Leaf Chromatography Experiment, The Homeschool Scientist

This simple experiment can be used to see all the beautiful pigments leaves possess any time of year. Students may be familiar with how chlorophyll gives leaves their green color and is essential for photosynthesis. This colorful experiment demonstrates the presence of other leaf pigments like carotenoids and anthocyanins.

Bonus Material: Download these resources from the Plant a Seed and See What Grows Foundation.

Plant a Seed and See What Grows –Ages 5-7

Plant a Seed and See What Grows –Ages 7-9

 

Atmospheric and solar zone

 Make a UV Detector, Science Friday

In this activity, your students will use tonic water to detect ultraviolet (UV) light from the Sun. You can also get the DIY Sun Science app free, which allows families and educators to investigate and learn about the Sun at home or school! The app provides 13 free, easy to use, hands-on activities, plus images, videos, including live images of the Sun from NASA! Each activity includes material lists, step-by-step instructions, and detailed explanations.

Cloud in a Bottle, Science World

In this demonstration, students directly observe a cloud form right before their eyes. Cloud formation is part of the water cycle, but one we usually cannot see up close. Students will see how water in the atmosphere can be made visible by changes in pressure and temperature.

 Making Sun S'mores, NASA Climate Kids

Harness the energy of the Sun to make the best snack ever invented. Yum! A solar oven is a box that traps some of the Sun's energy to make the air inside the box hotter than the air outside the box. In other words, the solar oven is like a super greenhouse.
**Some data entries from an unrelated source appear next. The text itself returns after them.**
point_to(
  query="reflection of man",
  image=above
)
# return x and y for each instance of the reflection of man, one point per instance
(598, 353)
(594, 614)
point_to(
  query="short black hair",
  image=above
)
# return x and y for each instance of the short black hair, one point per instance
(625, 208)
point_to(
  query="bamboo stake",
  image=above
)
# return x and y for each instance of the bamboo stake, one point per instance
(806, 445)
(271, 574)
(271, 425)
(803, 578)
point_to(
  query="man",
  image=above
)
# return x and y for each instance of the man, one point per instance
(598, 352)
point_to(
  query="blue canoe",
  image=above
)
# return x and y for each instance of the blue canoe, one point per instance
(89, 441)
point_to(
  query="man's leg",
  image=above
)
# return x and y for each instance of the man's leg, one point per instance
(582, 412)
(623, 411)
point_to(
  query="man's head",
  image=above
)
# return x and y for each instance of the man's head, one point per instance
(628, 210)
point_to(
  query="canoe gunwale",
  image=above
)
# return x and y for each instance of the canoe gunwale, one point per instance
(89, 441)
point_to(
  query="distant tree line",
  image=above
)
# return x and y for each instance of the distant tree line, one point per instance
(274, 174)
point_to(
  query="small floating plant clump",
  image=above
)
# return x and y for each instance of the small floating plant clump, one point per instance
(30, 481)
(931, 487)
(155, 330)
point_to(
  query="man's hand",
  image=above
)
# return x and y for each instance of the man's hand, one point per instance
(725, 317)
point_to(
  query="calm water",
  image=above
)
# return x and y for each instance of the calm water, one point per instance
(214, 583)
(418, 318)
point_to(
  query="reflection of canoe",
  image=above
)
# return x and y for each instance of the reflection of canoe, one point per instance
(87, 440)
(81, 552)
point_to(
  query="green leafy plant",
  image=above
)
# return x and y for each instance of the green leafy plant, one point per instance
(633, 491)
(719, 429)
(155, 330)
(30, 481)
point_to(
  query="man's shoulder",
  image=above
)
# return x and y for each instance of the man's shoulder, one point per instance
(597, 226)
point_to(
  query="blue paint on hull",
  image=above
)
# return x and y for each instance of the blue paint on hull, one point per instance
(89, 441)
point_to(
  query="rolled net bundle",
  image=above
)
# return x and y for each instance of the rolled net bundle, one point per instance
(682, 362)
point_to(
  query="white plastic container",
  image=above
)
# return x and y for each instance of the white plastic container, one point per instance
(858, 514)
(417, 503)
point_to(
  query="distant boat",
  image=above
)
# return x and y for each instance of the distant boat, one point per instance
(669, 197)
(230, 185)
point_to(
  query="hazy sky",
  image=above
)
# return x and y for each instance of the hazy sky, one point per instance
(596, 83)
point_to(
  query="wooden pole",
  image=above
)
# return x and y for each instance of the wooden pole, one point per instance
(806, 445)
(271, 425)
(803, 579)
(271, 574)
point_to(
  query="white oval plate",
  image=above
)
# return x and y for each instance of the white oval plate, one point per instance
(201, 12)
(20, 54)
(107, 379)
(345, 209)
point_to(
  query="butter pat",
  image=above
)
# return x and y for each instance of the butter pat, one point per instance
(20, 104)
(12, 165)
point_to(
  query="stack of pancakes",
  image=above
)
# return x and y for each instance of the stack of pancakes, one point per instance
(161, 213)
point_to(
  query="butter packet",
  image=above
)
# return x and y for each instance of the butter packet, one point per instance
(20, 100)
Bonus Material: Sun Prints, the Small Science Club

Expand the UV Detector Lesson with this cool activity.

 

Get the dirt on gardening

Soil is Alive, Kids Gardening

Healthy soils are teeming with life, from microscopic bacteria and fungi to large mammals like moles and voles. In this lesson, students will explore the many organisms that call soil home. A lack of understanding about the complexities and importance of the soil food web results in problems for many gardeners.

Experiment with Composting and Learn About Food Waste, Clearway Community Solar

During the composting process, different microorganisms (bacteria, fungi, protozoa) decompose the organic matter. The microorganisms break down the organic food items to produce a simpler substance called compost. It's important to note that composting needs oxygen, heat, and water to be successful. These three elements help the microorganisms to multiply and survive. In this experiment, your students will add two of the main ingredients needed for composting.

Rain Gardens, Kids Gardening

Rain gardens help collect stormwater to reduce runoff, providing numerous environmental benefits. They are excellent tools for teaching students about the water cycle, stormwater drainage, water quality, and the broad environmental impacts of urbanization. This lesson provides instructions for designing your own rain garden. Grade Level/Range: 9 to 12.

Bonus Material: Digging into Soil: A Garden Practicum

A garden program to teach students about soil. Grades 9 -12 and the activities are linked to high school level NGSS. The lessons can be adapted for middle school ages too.

 

The activities shared here create opportunities for your students to study science principles by engaging their natural curiosity about the world around them. As always, encourage your students to use their science notebook to help them organize and keep track of their learning experience.